Sumber-sumber Tibet mengatakan kepada outlet berita Radio Free Asia (RFA) bahwa pengunjuk rasa memperingatkan mereka akan "menyalakan api" jika pembatasan tidak dicabut - meskipun tidak jelas apa artinya ini.
A lady sharing her feelings on the current #COVID19 crisis and its mismanagement in #Tibet. @GundamNorthrop @SolomonYue
— Tibet Rights Collective (@TibetCollective) October 12, 2022
via @BuddhismTibet pic.twitter.com/xfPinWRVXc
Sumber lain mengatakan ada kekhawatiran bentrokan antara warga sipil dan petugas polisi bisa berubah menjadi kekerasan.
Seorang warga Lhasa mengatakan kepada BBC bahwa dia tidak melihat protes karena dia masih dalam lockdown, tetapi dia mengaku melihat banyak video beredar di sejumlah grup berbagi pesan.
"Orang-orang dikurung di rumah setiap hari dan hidup sangat sulit. Harga di Lhasa sekarang sangat tinggi dan tuan tanah mengejar orang untuk membayar sewa," kata warga yang hanya ingin diidentifikasi dengan nama keluarganya, Han.
Lebih lanjut menurut dia, para pekerja juga tidak diizinkan kembali ke kampung halaman mereka.
Mereka tidak punya jalan keluar lain selain melakukan protes. "Orang-orang meminta solusi - apakah mereka bisa pergi."
Han, yang mengaku dia telah terkurung selama hampir 80 hari, menambahkan bahwa orang diizinkan berkeliaran di dalam kompleks selama beberapa jam sehari - tetapi tidak bisa lebih dari itu.
"Siapa yang tahu berapa jumlah sebenarnya (kasus Covid) sekarang? Setiap hari kita dapat mendengar bahwa orang membutuhkan oksigen. Pemerintah dapat melaporkan angka berapapun yang mereka inginkan."
BBC juga mencermati beberapa unggahan di Doujin, TikTok versi China, dari orang-orang yang mengatakan mereka terjebak di Lhasa sebagai akibat dari tindakan Covid-19 China.
"Hari ini adalah hari ke-77 penguncian di Lhasa. Saya tidak tahu berapa lama akan terus seperti ini. Saya (tidak dapat menemukan) harapan. Bisakah Anda mengerti ... betapa sulitnya bagi pekerja migran?" kata unggahan itu.

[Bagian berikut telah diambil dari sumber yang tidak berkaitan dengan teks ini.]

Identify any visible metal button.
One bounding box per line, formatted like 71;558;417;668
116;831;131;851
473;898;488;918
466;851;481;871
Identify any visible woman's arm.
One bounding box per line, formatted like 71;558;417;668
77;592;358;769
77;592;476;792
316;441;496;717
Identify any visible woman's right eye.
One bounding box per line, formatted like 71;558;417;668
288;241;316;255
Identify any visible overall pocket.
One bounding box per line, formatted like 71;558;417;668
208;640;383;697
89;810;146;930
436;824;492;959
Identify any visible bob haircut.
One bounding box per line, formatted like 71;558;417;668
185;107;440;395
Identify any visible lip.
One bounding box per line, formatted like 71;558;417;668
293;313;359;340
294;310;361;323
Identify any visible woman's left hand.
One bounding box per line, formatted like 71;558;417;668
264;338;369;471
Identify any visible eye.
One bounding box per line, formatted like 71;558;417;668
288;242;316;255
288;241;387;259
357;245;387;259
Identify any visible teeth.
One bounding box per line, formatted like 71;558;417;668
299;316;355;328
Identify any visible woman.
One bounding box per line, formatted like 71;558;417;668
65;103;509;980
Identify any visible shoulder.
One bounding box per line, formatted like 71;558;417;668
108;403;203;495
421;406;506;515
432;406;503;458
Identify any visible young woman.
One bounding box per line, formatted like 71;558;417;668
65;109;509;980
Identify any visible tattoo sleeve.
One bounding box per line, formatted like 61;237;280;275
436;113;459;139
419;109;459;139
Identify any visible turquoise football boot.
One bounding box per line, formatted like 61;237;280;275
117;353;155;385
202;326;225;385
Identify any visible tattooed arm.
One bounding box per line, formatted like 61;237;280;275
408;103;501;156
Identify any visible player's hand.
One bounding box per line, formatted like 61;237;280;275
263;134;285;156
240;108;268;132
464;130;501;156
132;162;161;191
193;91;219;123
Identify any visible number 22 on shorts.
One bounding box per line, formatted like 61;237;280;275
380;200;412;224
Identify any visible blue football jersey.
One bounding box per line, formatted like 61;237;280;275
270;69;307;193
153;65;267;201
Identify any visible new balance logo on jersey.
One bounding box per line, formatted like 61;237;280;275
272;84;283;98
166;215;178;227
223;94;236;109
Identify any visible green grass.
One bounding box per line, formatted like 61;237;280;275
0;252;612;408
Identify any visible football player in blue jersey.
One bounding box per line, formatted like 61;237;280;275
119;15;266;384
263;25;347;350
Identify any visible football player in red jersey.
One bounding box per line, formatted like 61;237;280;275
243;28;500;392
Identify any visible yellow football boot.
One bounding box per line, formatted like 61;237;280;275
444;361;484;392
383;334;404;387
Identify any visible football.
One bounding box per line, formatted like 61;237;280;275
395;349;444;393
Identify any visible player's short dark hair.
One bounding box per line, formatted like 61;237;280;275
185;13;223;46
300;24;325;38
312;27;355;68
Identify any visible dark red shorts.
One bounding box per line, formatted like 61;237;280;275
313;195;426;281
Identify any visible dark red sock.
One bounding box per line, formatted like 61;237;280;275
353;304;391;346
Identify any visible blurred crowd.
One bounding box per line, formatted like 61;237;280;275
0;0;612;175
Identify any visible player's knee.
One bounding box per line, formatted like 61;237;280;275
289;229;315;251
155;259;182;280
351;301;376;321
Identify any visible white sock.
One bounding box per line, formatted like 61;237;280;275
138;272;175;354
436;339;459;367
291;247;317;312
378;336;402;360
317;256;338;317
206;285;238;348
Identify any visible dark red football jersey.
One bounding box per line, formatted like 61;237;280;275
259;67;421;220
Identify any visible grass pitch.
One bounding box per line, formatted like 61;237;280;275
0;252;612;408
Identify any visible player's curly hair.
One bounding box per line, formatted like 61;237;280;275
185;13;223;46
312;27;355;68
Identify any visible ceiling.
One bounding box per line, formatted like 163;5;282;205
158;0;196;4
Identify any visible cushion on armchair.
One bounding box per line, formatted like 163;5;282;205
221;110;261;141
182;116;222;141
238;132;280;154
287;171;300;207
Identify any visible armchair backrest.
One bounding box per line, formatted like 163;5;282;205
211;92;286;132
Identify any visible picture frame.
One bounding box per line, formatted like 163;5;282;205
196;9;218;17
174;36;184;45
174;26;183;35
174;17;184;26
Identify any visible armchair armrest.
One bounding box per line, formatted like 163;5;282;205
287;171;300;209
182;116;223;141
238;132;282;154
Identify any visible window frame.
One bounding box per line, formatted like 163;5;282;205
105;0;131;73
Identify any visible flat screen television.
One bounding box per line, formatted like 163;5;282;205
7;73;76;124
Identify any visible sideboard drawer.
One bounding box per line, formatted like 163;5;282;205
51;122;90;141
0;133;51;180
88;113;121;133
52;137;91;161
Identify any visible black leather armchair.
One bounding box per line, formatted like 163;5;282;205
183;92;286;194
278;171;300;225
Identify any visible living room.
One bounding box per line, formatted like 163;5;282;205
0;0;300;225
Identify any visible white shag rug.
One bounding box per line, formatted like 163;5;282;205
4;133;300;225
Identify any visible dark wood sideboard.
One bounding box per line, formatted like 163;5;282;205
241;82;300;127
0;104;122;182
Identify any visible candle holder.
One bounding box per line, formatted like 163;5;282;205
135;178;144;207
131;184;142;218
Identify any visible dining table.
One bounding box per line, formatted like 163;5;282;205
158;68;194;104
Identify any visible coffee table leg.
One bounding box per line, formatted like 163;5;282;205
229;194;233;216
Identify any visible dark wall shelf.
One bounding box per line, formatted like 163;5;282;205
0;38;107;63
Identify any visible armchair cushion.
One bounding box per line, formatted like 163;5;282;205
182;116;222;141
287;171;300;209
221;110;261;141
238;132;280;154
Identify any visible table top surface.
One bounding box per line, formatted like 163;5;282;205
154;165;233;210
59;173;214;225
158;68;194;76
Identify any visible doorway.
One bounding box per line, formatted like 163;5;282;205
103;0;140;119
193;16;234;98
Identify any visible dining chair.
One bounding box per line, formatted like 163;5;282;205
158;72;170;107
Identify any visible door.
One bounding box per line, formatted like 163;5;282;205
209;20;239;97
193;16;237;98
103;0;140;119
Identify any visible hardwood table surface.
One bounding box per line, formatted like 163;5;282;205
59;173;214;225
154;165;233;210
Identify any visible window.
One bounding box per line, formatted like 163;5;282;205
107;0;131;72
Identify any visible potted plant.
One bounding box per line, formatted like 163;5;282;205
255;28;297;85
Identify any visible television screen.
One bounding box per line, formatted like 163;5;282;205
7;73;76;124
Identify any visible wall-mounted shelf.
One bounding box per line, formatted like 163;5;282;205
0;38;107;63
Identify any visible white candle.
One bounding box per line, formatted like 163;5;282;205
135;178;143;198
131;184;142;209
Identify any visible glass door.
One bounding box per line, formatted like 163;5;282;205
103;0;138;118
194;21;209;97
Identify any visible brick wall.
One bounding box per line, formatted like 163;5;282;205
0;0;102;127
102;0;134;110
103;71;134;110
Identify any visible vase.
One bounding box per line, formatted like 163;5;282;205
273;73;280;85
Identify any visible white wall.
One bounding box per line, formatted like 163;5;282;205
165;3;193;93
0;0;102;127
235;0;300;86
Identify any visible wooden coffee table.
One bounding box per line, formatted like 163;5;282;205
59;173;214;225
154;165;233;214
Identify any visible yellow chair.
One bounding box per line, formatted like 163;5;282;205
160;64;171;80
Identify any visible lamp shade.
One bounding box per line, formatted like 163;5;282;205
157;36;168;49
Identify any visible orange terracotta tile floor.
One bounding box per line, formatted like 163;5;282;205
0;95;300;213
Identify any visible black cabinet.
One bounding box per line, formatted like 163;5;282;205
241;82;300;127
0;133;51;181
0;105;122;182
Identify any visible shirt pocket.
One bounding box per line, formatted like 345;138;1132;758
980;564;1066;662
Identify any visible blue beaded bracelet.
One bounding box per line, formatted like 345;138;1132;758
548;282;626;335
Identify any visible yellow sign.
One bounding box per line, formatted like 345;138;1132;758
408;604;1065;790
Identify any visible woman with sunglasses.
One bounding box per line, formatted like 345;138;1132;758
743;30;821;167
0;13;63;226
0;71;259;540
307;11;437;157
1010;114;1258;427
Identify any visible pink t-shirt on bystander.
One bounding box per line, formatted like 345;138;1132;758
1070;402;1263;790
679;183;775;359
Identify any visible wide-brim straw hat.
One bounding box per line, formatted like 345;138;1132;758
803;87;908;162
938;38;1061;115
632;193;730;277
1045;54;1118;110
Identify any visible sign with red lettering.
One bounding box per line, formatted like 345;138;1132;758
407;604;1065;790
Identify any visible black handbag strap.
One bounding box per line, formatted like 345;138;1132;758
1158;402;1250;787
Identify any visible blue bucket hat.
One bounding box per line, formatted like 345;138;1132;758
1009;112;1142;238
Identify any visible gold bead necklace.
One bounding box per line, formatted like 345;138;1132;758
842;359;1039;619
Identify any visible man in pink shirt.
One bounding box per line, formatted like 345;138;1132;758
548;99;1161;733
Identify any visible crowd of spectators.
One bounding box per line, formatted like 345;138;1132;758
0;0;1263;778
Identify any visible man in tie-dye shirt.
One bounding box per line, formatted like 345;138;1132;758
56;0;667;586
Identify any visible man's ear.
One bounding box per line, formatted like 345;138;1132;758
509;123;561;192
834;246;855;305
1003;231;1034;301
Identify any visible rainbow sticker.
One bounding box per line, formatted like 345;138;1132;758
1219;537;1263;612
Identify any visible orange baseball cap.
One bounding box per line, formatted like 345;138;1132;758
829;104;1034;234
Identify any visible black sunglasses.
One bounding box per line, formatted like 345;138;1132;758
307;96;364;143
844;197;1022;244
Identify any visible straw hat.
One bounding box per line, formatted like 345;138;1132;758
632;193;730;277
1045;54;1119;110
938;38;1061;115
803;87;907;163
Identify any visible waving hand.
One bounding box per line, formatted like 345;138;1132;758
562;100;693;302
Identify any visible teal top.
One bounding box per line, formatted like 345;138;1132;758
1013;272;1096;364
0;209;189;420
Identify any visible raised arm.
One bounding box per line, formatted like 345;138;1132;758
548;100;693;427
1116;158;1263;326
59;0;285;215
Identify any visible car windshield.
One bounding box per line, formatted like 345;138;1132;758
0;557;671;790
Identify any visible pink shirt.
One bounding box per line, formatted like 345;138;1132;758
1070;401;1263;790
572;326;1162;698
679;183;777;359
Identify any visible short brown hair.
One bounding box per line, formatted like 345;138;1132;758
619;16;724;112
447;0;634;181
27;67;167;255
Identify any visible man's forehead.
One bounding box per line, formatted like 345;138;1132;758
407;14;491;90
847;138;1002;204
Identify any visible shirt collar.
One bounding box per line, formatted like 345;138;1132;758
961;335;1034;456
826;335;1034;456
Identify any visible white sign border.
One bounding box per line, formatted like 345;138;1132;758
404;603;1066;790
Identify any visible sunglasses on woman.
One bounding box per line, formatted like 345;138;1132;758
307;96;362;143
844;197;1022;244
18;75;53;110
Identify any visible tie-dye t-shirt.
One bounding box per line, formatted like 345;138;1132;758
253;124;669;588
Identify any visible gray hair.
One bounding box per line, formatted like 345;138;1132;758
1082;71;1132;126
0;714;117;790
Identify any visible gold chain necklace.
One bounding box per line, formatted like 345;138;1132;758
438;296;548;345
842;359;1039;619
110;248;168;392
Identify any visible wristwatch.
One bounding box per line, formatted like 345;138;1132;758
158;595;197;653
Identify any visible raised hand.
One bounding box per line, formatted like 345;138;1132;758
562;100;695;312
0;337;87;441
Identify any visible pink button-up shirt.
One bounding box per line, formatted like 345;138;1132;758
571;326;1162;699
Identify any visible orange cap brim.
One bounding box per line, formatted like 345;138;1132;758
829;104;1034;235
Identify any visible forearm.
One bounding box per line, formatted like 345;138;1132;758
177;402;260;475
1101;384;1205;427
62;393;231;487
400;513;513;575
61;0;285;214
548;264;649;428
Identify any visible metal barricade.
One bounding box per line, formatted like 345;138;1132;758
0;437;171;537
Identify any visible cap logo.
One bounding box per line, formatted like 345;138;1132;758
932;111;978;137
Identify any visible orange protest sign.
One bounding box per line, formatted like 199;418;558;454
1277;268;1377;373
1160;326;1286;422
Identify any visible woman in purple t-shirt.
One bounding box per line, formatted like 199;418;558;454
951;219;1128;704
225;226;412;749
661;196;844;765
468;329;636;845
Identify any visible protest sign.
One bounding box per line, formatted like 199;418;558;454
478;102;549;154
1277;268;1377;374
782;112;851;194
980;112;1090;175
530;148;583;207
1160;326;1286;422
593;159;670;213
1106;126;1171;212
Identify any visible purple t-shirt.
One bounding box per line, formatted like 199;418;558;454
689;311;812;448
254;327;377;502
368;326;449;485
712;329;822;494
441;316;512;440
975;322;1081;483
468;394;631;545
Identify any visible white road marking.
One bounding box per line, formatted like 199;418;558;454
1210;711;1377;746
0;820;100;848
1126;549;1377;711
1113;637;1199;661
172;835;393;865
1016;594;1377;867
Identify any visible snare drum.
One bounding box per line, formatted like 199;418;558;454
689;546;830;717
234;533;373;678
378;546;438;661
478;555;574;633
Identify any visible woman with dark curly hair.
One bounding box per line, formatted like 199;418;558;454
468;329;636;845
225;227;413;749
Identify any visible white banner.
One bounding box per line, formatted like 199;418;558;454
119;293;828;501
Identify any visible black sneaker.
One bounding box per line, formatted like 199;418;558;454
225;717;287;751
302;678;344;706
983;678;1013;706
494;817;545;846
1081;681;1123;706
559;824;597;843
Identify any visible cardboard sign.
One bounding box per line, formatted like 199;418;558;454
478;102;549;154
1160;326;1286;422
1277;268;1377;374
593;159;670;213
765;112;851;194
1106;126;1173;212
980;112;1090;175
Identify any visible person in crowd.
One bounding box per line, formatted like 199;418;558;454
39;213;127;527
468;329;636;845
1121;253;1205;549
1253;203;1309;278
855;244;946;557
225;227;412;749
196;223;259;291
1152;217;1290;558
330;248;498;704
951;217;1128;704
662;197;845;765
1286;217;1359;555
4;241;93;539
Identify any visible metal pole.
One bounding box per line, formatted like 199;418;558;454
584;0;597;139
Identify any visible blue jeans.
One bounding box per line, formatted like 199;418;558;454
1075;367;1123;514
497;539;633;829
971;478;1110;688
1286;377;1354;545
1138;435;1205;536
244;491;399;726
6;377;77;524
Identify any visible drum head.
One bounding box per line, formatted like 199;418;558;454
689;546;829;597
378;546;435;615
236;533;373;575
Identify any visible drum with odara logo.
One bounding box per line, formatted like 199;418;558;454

"Kami tidak mendapat pemasukan selama tiga bulan - tetapi pengeluaran tidak berkurang bahkan satu sen pun. Teman-temanku di Lhasa - berapa lama kamu bisa terus seperti ini?" kata unggahan lain.
Belum ada komentar resmi atau laporan media pemerintah tentang protes tersebut, meskipun pejabat setempat pada Kamis (27/10/2022) mengatakan delapan kasus Covid baru telah dilaporkan di Lhasa.
Di platform media sosial China, semua rekaman insiden itu telah dihapus, meskipun pemeriksaan di Doujin menemukan bahwa banyak yang mencari istilah yang terkait dengan protes, seperti "apa yang terjadi di Lhasa malam ini".
Lhasa telah dikunci sejak akhir Agustus. Kelompok hak asasi telah mengklaim bahwa beberapa orang Tibet telah bunuh diri sejak lockdown dimulai.
Strategi nol-Covid China telah menyelamatkan nyawa, tetapi juga menuntut korban jiwa dan ekonomi China, dengan meningkatnya kelelahan publik atas penguncian dan pembatasan perjalanan.
Protes pada Rabu (27/10/2022) dikatakan sebagai yang terbesar yang pernah terjadi di kota itu sejak pemberontakan 2008, yang menewaskan sedikitnya 19 orang.
Pasukan keamanan China dituduh menggunakan pemukulan brutal dan kekuatan mematikan terhadap pengunjuk rasa. Setelah insiden itu, Tibet ditutup untuk orang asing dan puluhan ribu tentara China dikirim ke wilayah tersebut untuk melakukan pengamanan.
Tibet diperintah sebagai daerah otonom China, dan Beijing mengatakan wilayah tersebut telah berkembang pesat di bawah kekuasaannya.
Tetapi kelompok hak asasi mengatakan China terus melanggar hak asasi manusia, menuduh Beijing melakukan represi politik dan agama. Beijing membantah melakukan pelanggaran. [Democrazy/Tribun]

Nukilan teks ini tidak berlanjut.